おじょこな800字小説第十三回
「一心同体」
作・塚田浩司
杏が咲く季節。久しぶりに森にある実家に帰った。
「ああ、裕貴。きてくれたんだね」
祖母は嬉しそうに僕を迎えてくれた。
孫としての僕の役目。それはとりとめのない祖母の話を聞くこと。新たな情報を得ない祖母の話す内容はいつだって思い出話。
「裕貴、杏の花は見て来たかい?」
「うん。来るとき見てきた」
「そうかい。杏の花は何度見てもいいもんだいな。杏も良いけど、杏の花の背景に見える大きくて真っ白な高妻山を眺めるのが好きだったねえ」
祖母は嬉しそうに僕に話した。
祖母は去年亡くなった祖父と、長年定食屋を営んでいた。戦後から平成にかけ、まさに夫婦二人三脚で切り盛りしていたと聞く。二人が開いたお店は地元では美味しいと評判で、僕も幼い頃はよく食事をしに行っていた。特に祖父の作る親子丼が好きで、僕が注文すると祖母が「親子丼一丁」と声を張り上げる。すると祖父が「あいよー」と元気よく返す。このやりとりも込みで好きだった。

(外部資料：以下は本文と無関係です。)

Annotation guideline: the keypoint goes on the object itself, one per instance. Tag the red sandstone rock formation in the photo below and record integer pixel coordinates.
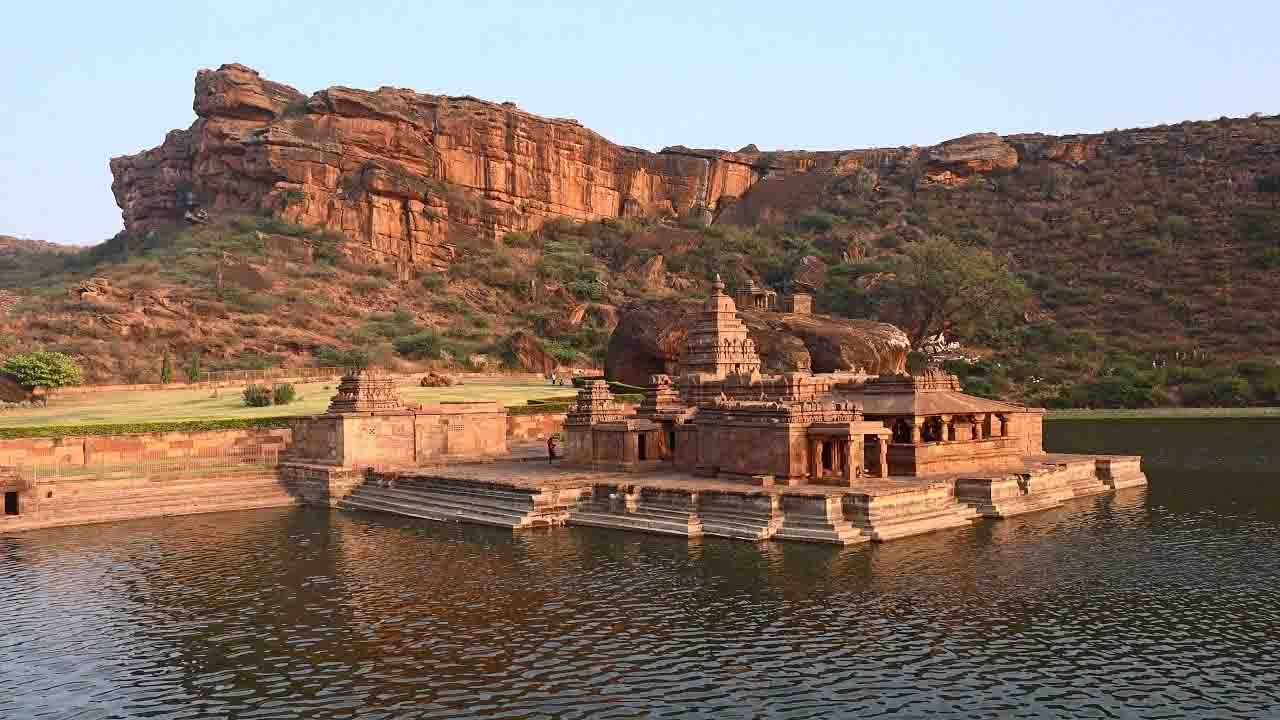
(401, 173)
(963, 156)
(397, 172)
(650, 337)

お店を閉めてからだいぶ経つが、最近の祖母は当時を思い出し、「親子丼一丁」と夜中に叫んでいるらしい。
「じゃあ母さん。帰るよ」帰りがけ、母に声をかけた。
「もう帰るの? おばあちゃん喜んだ?」
「うん」そう答えてから僕は気になることを母に聞いた。
「あのさあ、ここから高妻山なんて見えないよねえ」
「なんのこと?」
「いやさあ、ばあちゃんが森の杏を見ながら高妻山を見たって言っていたから‥‥‥」
言葉にして胸が苦しくなる。
「ああ、それっておじいちゃんから聞いた話がごちゃ混ぜになったんだよ。おじいちゃんは戸隠の人だから高妻山の話をよくしていたんじゃないかな」
「そうなんだ」
「まあ、あれだけ何十年も一緒にいれば自分の事と同じように思っても不思議じゃないよ」
母の言葉は僕の胸にすとんと落ちた。そして脳裏に祖父と祖母が笑顔で働く姿が蘇った。死に別れて、祖父と祖母は二人三脚を超えて一心同体になったんだ。そう思うと、無性に二人の親子丼が食べたくなった。